2. The method according to claim 1, characterized in that, The nucleotide sequence of the gene encoding the SlABCG45 protein is shown in SEQ ID NO:1 or SEQ ID NO:
2.
3. The method according to claim 1, characterized in that, The method is implemented by editing the gene encoding the SlABCG45 protein using the CRISPR gene editing system.
4. The method according to claim 3, characterized in that, The CRISPR gene editing system is a CRISPR-Cas9 system; the target sequence of the gene encoding the SlABCG45 protein used in the CRISPR-Cas9 system is target sequence 1 or target sequence 2; the nucleotide sequence of target sequence 1 is shown in SEQ ID NO:10; the nucleotide sequence of target sequence 2 is shown in SEQ ID NO:
11.
5. The method according to claim 4, characterized in that, The method involves introducing the coding gene for sgRNA targeting target sequence 1 or target sequence 2 and the coding gene for Cas9 into tomato plants to obtain transgenic plants with increased resistance to orobanche and tomato yield in an orobanche parasitic environment.
6. A product that improves the resistance of tomato plants to broomrape parasitism and tomato yield, wherein the product is used to reduce the content of SlABCG45 protein in tomato plants or inhibit the expression of the gene encoding SlABCG45 protein in tomato plants; the amino acid sequence of the SlABCG45 protein is shown in SEQ ID NO:
3.
7. The product according to claim 6, characterized in that, The nucleotide sequence of the gene encoding the SlABCG45 protein is shown in SEQ ID NO:1 or SEQ ID NO:
2.
8. The product according to claim 7, characterized in that, The product is a reagent required for editing the gene encoding the SlABCG45 protein using the CRISPR gene editing system.

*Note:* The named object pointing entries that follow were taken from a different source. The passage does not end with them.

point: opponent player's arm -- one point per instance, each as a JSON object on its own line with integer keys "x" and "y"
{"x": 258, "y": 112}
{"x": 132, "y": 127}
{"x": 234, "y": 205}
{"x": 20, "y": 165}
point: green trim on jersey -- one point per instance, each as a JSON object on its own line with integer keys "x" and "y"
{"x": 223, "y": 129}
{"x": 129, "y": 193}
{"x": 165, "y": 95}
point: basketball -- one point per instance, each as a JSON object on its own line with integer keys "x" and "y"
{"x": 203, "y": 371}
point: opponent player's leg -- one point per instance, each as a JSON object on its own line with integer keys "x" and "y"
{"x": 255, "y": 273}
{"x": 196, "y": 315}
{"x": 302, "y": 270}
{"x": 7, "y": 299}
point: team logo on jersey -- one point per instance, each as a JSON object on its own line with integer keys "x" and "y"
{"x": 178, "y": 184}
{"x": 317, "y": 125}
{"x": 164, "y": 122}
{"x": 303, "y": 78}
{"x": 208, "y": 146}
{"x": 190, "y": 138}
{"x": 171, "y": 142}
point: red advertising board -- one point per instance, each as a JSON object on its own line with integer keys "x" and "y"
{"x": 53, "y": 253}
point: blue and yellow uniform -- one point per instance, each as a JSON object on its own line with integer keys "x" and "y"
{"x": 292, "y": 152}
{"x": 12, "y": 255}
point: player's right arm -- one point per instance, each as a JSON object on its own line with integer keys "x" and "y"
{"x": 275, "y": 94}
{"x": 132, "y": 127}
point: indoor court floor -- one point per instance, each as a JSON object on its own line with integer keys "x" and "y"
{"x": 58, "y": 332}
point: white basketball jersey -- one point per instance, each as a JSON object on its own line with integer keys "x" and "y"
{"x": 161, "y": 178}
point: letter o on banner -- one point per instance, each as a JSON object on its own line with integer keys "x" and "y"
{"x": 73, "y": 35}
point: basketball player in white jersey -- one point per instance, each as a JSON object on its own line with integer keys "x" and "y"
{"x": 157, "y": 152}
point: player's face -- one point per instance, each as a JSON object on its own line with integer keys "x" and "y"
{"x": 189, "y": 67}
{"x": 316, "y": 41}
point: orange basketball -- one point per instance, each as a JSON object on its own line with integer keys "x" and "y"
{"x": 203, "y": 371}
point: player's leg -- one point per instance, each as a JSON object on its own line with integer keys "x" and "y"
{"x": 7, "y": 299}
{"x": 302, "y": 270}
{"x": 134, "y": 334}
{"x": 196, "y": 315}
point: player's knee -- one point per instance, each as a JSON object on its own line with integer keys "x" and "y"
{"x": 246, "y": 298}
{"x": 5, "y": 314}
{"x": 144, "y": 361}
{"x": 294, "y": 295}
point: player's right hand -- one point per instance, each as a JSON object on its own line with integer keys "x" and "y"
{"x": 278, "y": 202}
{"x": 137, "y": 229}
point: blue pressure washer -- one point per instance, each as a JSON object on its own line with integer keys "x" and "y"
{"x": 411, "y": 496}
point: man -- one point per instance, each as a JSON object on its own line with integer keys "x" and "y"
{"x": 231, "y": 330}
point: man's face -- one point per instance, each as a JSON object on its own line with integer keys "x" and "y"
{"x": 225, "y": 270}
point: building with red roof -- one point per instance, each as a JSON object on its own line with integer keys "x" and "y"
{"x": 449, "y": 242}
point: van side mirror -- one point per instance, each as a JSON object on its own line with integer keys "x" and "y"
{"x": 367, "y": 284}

9. The product according to claim 8, characterized in that, The CRISPR gene editing system is the CRISPR-Cas9 system; the reagent is reagent 1 or reagent 2; The reagent 1 is a composition of R1 or R2 and Cas9: R1) Targets the sgRNA of target sequence 1 as described in claim 4; R2) Targets the sgRNA of target sequence 2 as described in claim 4; The reagent 2 is a recombinant vector containing the coding gene of R1 or R2 and the coding gene of Cas9.
10. The application of the gene encoding the SlABCG45 protein of claim 1 or the SlABCG45 protein of claim 2 in improving the resistance of tomato plants to broomrape parasitism and tomato yield in tomato plants.